Fournisseurs de la sphère publique : tour d’horizon sur Chorus

Un décret du 2 novembre 2016 fournit l’occasion d’examiner les incidences de la nouvelle obligation à laquelle seront tenues, dès le 1er janvier 2017, les grandes entreprises et les personnes publiques de transmettre, via un portail dédié, leurs factures sous forme électronique dans les relations avec la sphère publique.

Ce décret relatif au développement de la facturation électronique est venu compléter les modalités de mise en œuvre de la solution Chorus Portail Pro1 permettant le dépôt, la réception et la transmission des factures sous forme dématérialisée dans le cadre des relations contractuelles avec l’Etat, les collectivités territoriales et les établissements publics.

Personnes concernées

La nouvelle obligation vise les titulaires et les sous-traitants admis au paiement direct de contrats conclus par l’Etat, les collectivités territoriales et les établissements publics.
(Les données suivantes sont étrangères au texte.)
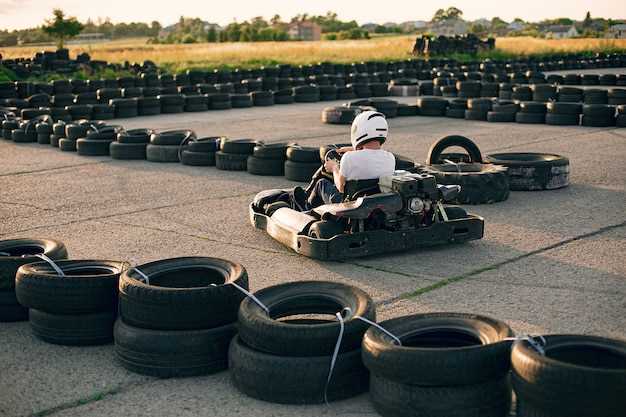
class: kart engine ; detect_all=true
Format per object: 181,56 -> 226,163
378,171 -> 440,230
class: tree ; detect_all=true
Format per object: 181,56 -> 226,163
42,9 -> 84,49
583,12 -> 593,28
Elle suppose l’existence d’une relation contractuelle entre la personne publique et son fournisseur et s’applique aux contrats en cours d’exécution.
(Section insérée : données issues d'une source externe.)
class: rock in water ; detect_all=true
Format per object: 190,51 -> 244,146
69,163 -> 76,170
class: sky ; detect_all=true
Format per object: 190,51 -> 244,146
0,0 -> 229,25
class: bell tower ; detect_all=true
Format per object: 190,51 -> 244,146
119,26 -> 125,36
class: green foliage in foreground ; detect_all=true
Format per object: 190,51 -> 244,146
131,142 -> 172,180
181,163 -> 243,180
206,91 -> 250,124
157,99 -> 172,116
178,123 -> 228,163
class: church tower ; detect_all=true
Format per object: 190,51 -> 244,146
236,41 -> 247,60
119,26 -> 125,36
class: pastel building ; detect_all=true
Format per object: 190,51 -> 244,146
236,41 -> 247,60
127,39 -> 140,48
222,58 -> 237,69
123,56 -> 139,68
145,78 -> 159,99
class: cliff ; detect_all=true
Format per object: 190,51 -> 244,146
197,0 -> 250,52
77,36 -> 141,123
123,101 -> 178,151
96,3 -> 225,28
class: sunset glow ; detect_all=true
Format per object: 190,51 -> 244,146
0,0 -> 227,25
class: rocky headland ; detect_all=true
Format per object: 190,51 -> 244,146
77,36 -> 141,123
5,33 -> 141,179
Faute de lien contractuel, l’intervention d’un fournisseur sur le fondement d’une disposition ou d’une décision unilatérale n’est pas soumise aux obligations relatives à la facturation électronique.

Calendrier de mise en œuvre

Pour tenir compte de la taille des entreprises, la nouvelle obligation sera mise en œuvre de façon progressive.

Ainsi, seront concernées :

  • au 1er janvier 2017, les grandes entreprises et les personnes publiques,
  • au 1er janvier 2018, les entreprises de taille intermédiaire,
  • au 1er janvier 2019, les petites et moyennes entreprises,
  • au 1er janvier 2020, les microentreprises.

Fixées par le décret 2008-1354 du 18 décembre 2008 pris en application de la loi LME, les catégories d’entreprises sont définies d’après les critères utilisés par l’INSEE, lesquels diffèrent de ceux habituellement retenus en matière fiscale.

Ainsi, une « grande entreprise » est une entreprise qui :

  • a au moins 5 000 salariés,
  • ou réalise un chiffre d’affaires de plus de 1,5 milliards d’euros et dont le total de bilan excède 2 milliards d’euros.

Appartenance à un groupe

Pour les besoins de l’analyse statistique et économique, chaque groupe est assimilé à une seule entreprise.

Dès lors, l’appartenance à un groupe peut justifier l’inclusion dans ce dispositif d’une filiale qui ne remplit pas en soi les critères d’une grande entreprise.

Selon l’AIFE2, les unités légales d’un même groupe relèvent de la même catégorie que l’entreprise qui les inclut. Une unité légale détenue à plus de 50% directement ou indirectement par la tête de groupe est considérée comme appartenant à un groupe.

Il convient en conséquence d’apprécier les critères relatifs aux effectifs employés, au chiffre d’affaires et au total de bilan au niveau du groupe et non pas au niveau de chaque entité.

En pratique, un annuaire publié par l’AIFE permet de déterminer les entités concernées, dès 2017, par l’obligation de transmission de leurs factures par voie électronique sur Chorus Portail Pro.

Entreprises étrangères

Les fournisseurs concernés par l’obligation de transmission des factures sous forme électronique sont les entreprises dont le siège social est établi en France, dans l’Union européenne et hors de l’Union dès lors qu’elles sont en relation contractuelle avec une personne publique3.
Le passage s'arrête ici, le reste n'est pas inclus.